Vou começar por partilhar a minha experiência de uma apresentação numa escola chinesa.

Mal chegamos à porta da escola, está à nossa espera uma funcionária que nos cumprimenta de forma calorosa, exibindo um enorme sorriso.

Somos levados ao gabinete do Director da escola, que nos recebe com a mesma simpatia, embora já de forma mais reservada. Sentamo-nos e tomamos um chá, trocamos os cartões e conversamos protocolarmente.

O Director leva-nos ao anfiteatro, onde está já tudo pronto para a apresentação: computador com o ficheiro Power Point que a Keily fez chegar com antecedência; projector já ligado; mesa no palco com flores e etiquetas onde se lêem os nossos nomes, indicando os respectivos lugares; e alunos, muitos alunos, centenas de alunos. e também professores. Todos já sentadinhos à nossa espera. Batem palmas quando entramos no anfiteatro.

O Director faz um breve discurso. Mais palmas. Passa-me a palavra e faço então a minha apresentação. Chego ao fim e pergunto se alguém tem dúvidas. Levantam-se logo vários braços. Uma a uma, vou respondendo às perguntas, todas elas interessantes. No fim, o Director toma a palavra, agradece a todos e fecha a sessão. Acompanha-nos até à porta da escola. Despedimo-nos cordialmente.

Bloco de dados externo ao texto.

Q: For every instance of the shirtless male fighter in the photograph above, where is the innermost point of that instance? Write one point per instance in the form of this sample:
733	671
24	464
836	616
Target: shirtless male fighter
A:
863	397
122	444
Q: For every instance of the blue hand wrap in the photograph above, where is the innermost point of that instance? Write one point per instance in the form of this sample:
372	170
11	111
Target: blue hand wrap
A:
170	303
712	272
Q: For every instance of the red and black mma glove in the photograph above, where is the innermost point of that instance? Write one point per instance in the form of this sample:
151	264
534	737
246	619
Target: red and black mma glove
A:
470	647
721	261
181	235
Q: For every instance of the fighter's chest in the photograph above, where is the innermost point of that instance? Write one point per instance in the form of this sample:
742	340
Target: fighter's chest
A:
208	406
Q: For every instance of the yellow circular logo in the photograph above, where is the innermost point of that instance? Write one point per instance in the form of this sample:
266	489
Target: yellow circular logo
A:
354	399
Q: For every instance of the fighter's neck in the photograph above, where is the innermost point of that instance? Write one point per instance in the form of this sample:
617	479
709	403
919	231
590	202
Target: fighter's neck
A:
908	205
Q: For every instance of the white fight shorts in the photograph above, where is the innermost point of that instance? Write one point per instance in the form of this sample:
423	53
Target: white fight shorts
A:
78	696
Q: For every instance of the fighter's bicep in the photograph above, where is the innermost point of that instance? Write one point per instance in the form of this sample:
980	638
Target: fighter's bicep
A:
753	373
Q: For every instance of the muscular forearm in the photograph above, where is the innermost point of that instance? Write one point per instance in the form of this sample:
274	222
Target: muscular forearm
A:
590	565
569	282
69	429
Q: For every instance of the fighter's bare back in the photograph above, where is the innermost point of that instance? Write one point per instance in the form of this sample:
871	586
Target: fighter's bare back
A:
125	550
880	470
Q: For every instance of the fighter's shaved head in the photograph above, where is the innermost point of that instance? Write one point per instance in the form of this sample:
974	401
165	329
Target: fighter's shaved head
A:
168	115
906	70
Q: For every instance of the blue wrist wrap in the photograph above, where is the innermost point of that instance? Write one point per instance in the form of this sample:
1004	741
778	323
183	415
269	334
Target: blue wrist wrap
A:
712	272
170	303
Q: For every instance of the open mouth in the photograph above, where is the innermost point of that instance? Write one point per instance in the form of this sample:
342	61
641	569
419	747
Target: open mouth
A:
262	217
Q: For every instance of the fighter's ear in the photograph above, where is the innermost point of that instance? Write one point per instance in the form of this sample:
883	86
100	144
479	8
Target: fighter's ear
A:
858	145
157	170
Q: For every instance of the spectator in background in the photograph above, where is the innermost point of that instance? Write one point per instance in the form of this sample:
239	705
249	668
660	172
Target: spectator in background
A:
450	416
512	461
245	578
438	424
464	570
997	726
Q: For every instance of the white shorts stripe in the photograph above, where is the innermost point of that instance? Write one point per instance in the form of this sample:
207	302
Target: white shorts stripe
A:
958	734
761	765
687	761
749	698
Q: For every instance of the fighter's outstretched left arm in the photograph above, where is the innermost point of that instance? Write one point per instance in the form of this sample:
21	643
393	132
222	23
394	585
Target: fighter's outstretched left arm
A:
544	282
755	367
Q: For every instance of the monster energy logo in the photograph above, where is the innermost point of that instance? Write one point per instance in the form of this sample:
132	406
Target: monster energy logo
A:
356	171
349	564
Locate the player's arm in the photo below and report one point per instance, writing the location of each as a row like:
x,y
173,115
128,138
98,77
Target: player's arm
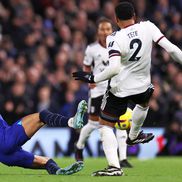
x,y
112,70
172,49
160,39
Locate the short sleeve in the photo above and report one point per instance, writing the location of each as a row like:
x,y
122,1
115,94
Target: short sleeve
x,y
112,47
88,59
156,33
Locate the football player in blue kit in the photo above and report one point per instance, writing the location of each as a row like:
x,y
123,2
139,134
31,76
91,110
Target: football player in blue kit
x,y
13,137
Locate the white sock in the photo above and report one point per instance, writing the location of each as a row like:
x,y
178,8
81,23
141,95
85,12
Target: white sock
x,y
138,118
110,145
121,136
85,133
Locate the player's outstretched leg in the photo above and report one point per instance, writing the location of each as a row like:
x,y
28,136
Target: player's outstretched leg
x,y
51,166
84,134
33,122
73,168
109,171
77,121
141,138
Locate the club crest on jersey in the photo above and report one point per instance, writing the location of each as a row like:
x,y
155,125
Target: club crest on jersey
x,y
111,44
105,63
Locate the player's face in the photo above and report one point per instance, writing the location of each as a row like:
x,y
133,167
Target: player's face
x,y
104,29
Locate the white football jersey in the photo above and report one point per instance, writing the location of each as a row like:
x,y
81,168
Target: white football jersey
x,y
134,46
97,57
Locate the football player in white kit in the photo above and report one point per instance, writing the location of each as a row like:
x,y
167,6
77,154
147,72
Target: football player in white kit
x,y
129,70
96,60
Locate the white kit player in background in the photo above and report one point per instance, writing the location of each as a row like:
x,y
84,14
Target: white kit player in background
x,y
129,70
95,61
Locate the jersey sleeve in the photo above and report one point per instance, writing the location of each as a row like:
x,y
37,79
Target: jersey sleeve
x,y
88,58
156,33
112,47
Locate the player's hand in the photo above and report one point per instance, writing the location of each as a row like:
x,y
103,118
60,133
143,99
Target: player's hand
x,y
92,85
84,76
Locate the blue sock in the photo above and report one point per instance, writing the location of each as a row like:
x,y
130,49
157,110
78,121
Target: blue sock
x,y
53,119
51,166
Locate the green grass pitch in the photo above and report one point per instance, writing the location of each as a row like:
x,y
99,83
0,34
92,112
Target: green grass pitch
x,y
166,169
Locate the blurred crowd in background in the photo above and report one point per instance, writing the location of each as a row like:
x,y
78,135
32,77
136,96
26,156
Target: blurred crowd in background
x,y
43,42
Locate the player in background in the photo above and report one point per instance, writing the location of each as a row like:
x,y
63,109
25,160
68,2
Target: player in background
x,y
13,137
129,70
96,60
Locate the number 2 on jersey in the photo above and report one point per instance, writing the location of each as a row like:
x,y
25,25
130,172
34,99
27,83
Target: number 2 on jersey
x,y
139,45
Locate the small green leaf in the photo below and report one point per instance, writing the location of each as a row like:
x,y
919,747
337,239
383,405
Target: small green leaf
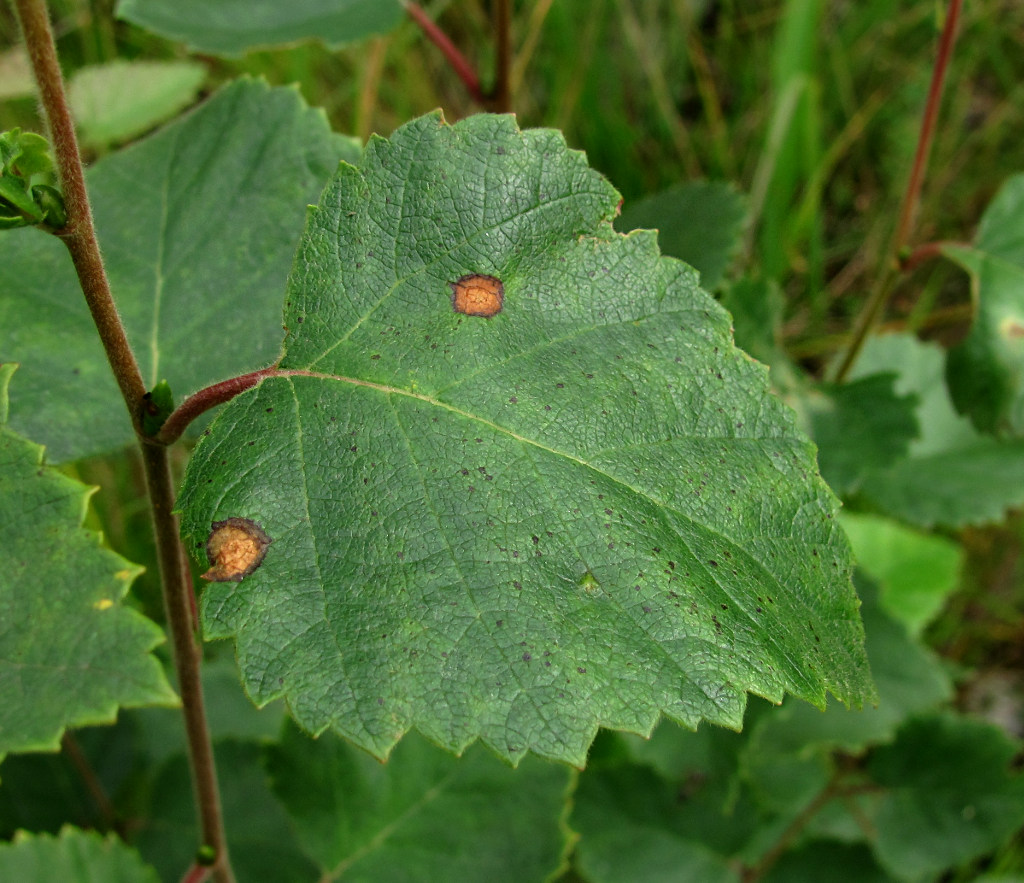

“Keily, correu mesmo bem, não foi? Nunca pensei que os alunos pudessem demonstrar tanto interesse pelo nosso projecto!” disse eu, satisfeito, à minha colega.

“Ritchie, tu de facto não nos conheces… Isto aqui é assim: mal informámos que vínhamos fazer uma apresentação, os professores agendaram para trabalho de casa que cada aluno preparasse pelo menos três perguntas. Os professores depois analisaram as perguntas, filtraram e escolheram as mais interessantes e menos embaraçosas para nós, as menos kám kái. Antes de cá chegarmos, já estava combinado quem perguntava o quê. Não percebes mesmo nada disso pá…” respondeu-me a Keily, em jeito de troça.

Agora a apresentação numa escola portuguesa.

Chegamos à porta da escola e não está lá ninguém para nos receber. Dirigimo-nos então à secretaria. “Apresentação? Que apresentação? Não sei de nada…”.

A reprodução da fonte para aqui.